Hacking group Anonymous has released tens of thousands more private emails from security company HBGary, which it claims has been plotting with government agencies to attack Wikileaks.
The group last week hit HBGary's website, along with the Twitter account of CEO Aaron Barr, and released thousands of emails.
"It was our belief that you'd been taught a valuable lesson since our last message to you, but it appears that this is not the case," reads a statement from the group.
"After we humiliated you thoroughly by making your private documents public, defacing your website, taking over various online accounts of your executives, socially engineering your 'trusted' server admins, unveiling embarrassing personal mishaps of Aaron Barr and essentially ruining any future plans your company might have, we had assumed that you'd at least, for once, use your combined brain cells to realize what you should and shouldn't do."
The author, apparently confusing himself with the God of the Old Testament, promises HBGary 'there will be no mercy'.
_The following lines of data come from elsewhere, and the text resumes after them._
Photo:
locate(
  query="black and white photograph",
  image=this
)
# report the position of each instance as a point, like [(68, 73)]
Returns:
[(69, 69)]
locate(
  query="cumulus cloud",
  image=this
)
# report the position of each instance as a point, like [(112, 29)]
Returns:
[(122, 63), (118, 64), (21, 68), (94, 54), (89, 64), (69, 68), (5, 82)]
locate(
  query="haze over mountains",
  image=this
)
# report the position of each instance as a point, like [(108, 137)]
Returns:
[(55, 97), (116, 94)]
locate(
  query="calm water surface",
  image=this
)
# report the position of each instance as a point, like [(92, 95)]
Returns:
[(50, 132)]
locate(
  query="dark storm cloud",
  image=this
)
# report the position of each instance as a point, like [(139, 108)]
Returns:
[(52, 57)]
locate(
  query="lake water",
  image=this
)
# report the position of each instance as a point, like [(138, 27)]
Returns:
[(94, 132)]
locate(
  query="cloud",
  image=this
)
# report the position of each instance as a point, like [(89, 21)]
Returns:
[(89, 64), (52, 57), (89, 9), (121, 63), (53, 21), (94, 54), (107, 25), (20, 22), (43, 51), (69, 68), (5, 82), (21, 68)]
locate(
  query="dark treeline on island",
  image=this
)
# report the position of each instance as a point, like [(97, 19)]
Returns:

Anonymous alleges that HBGary, along with other security firms including Palantir Technologies, has been planning an attack on Anonymous, as well as on Wikileaks, intending to publish false documents on the whistle-blowing site - and then 'expose' them.
Anonymous says the emails reveal that HBGary ond other companies have been working on a new Windows rootkit that would be undetectable and almost impossible to remove. One internal email refers to 'Magenta',
'a new breed of windows based rootkit, which HBGary refers to as a multi-context rootkit.'
"Your leaked communications reveal that your companies were entangled in highly dubious and most likely illegal activities, including a smear campaign against WikiLeaks, its supportive journalists, and adversaries of the US Chamber of Commerce and Bank of America," says Anonymous.
"Evidence even suggests that this was done with full knowledge of the US Department of Justice."
It's particularly peeved that HBGary claimed after its last attack that much of the released data was falsified. "Anonymous has falsified nothing; we leaked your inboxes in full with no edits," says the group. "In fact, most of your emails contain S/MIME digital signatures, proving that they're real."